The consequences of oxytocin supplementation has been studied at great
lengths across a number of species (Smith et al. 2017), including mice
(Teng et al. 2013; Harrison et al. 2016). However, data on endogenous
circulating levels are all but completely missing. The fact that we
find oxytocin to be a highly dynamic marker is interesting, even
though we currently cannot interpret our results. There is cross-talk
at the level of the hypothalamus between the HPA axis and oxytocin
release (Neumann and Landgraf 2012). Elevated levels of oxytocin could
thus have been caused by a stress response in relation to the blood
samplings. With oxytocin levels having been shown to increase within
five minutes from an acute stress response (Gibbs 1984), this is not
unlikely. It may also be that collecting the blood samples immediately
following the SPT may have influenced our results. Oxytocin modulates
the feeling of satiation (Olszewski et al. 2010) and is thus likely to
change in relation to ad libitum feeding of a sucrose solution (Song
et al. 2014) with approximately the same caloric density as popular
soft drinks. More data needs to be collected on the endogenous
oxytocin levels in mice before we can explain our results in full;
however, differential housing appeared to have nothing to do with it.
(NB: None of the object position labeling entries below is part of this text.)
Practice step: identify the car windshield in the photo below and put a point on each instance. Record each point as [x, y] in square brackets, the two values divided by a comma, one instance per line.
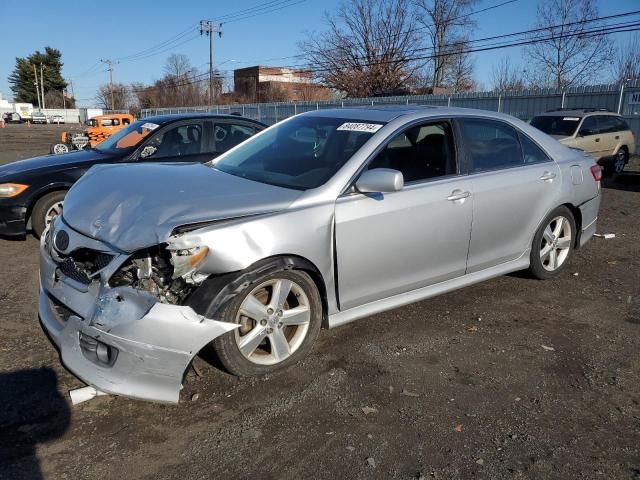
[556, 125]
[127, 138]
[301, 153]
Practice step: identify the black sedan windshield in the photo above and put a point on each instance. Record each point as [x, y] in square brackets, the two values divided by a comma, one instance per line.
[127, 138]
[301, 153]
[556, 124]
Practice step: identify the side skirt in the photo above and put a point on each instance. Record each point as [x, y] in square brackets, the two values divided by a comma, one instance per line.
[423, 293]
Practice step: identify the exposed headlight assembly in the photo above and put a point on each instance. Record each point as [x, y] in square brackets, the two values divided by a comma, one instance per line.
[9, 190]
[186, 260]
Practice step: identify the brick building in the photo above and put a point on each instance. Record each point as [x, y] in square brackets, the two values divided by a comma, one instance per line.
[275, 84]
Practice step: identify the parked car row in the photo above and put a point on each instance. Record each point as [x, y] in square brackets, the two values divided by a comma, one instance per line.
[604, 135]
[167, 245]
[32, 191]
[37, 117]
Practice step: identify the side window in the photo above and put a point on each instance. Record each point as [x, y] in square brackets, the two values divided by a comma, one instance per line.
[420, 153]
[185, 139]
[621, 125]
[491, 145]
[228, 135]
[532, 153]
[589, 126]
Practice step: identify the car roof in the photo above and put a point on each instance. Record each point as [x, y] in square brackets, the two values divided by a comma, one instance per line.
[583, 112]
[387, 113]
[174, 117]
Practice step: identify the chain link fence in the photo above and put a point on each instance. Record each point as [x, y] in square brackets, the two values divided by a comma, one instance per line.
[623, 99]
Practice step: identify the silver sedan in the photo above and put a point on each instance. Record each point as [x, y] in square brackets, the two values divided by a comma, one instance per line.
[320, 220]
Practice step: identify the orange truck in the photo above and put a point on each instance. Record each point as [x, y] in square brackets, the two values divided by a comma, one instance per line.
[96, 130]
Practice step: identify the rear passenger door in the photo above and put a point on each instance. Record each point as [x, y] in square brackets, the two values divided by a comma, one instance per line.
[227, 134]
[589, 137]
[514, 183]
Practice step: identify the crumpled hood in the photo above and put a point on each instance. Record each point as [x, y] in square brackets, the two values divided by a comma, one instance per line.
[43, 162]
[138, 205]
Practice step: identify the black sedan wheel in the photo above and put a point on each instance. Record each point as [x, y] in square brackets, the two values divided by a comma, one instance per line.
[45, 210]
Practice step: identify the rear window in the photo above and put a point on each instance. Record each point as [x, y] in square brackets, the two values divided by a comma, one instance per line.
[556, 124]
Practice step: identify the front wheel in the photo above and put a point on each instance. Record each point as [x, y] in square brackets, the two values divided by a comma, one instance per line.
[45, 210]
[553, 244]
[279, 316]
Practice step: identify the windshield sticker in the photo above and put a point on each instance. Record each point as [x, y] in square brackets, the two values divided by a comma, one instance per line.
[360, 127]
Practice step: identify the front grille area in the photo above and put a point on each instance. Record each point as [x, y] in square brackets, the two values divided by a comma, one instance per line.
[83, 263]
[69, 268]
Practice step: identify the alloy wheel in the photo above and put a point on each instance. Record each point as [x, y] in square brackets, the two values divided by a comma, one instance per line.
[556, 243]
[274, 320]
[618, 164]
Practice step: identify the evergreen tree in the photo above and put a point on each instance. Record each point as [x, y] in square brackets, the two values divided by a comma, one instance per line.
[22, 78]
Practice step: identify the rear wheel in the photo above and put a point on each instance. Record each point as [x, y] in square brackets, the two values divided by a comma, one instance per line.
[553, 244]
[59, 148]
[279, 316]
[45, 210]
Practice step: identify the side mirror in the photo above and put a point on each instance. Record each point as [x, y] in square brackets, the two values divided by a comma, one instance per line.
[148, 151]
[380, 180]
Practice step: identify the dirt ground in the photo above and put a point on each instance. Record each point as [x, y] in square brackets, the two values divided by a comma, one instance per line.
[513, 378]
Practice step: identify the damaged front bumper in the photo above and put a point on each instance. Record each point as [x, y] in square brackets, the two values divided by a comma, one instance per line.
[119, 340]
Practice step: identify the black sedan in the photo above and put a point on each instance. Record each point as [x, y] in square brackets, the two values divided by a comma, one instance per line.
[32, 191]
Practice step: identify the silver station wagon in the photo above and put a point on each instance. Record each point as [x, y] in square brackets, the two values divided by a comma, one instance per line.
[324, 218]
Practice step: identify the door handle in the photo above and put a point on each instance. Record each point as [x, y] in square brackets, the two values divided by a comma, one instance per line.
[458, 195]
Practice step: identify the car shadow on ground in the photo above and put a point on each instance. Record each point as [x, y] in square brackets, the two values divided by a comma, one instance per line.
[31, 412]
[629, 181]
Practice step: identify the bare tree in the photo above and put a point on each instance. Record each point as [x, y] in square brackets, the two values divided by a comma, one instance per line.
[366, 49]
[505, 77]
[626, 63]
[448, 24]
[570, 54]
[122, 98]
[177, 65]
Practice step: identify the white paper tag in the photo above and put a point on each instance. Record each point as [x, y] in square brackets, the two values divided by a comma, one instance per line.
[360, 127]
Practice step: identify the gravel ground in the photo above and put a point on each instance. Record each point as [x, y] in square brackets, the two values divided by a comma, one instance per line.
[513, 378]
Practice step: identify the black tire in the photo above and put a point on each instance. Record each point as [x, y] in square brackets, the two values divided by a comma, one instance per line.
[40, 209]
[615, 166]
[226, 346]
[59, 146]
[540, 269]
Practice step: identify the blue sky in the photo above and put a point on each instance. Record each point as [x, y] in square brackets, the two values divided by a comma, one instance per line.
[120, 28]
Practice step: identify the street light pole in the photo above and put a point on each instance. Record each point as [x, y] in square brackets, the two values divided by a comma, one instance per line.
[209, 28]
[35, 74]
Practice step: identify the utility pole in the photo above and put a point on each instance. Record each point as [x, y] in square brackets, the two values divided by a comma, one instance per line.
[209, 28]
[35, 74]
[110, 69]
[42, 84]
With no results suggestive of depressive states, we allow ourselves to
speculate that it is most likely that the testing battery reversed the
previously found phenotype, or prevented it from being induced
altogether. Whereas the failure to reproduce previous findings could
be construed as evidence that the previous findings were erroneous or
a fluke (indications that we need to be watchful of, forging ahead),
the size of the present study is not sufficient to refute previous
evidence nor are the conditions of the experiments identical. Instead,
we will suggest that changes in testing protocol are a more likely
explanation to the difference in results. Whereas chronic prolonged
stress is a well-recognized model of depression (Willner 1997)
resembling human “burnout” syndrome (Wurm et al. 2016), it
is not unlikely that stress induced by e.g. behavioral testing may
counteract or over-shadow a social-isolation-induced depressive state.
Although stressful interventions interfering with inducible phenotypes
is certainly not a novel issue, it does present the question of how to
approach studying models such as this. Utilizing fewer tests per
subject reduces the amount of information we can gather from an
animal, which is in poor agreement with the reduction ideal of the
3Rs, as this increases rather than reduces the number of animals used
in a study. Perhaps it is time to update the tests we employ in
studying depressive states in laboratory animals. Behavioral tests
such as the TST, highly stressful tests likely to influence the
subjects greatly, and with unclear underlying rationales (what even is
“behavioral despair” in relation to human subjects?) to
boot, should probably be replaced by less invasive tests with clearer
frames of interpretation, e.g. judgement bias testing (Hoffman 2016;
Boleij et al. 2012). The information we collect will never be more
accurate than the means by which it is obtained.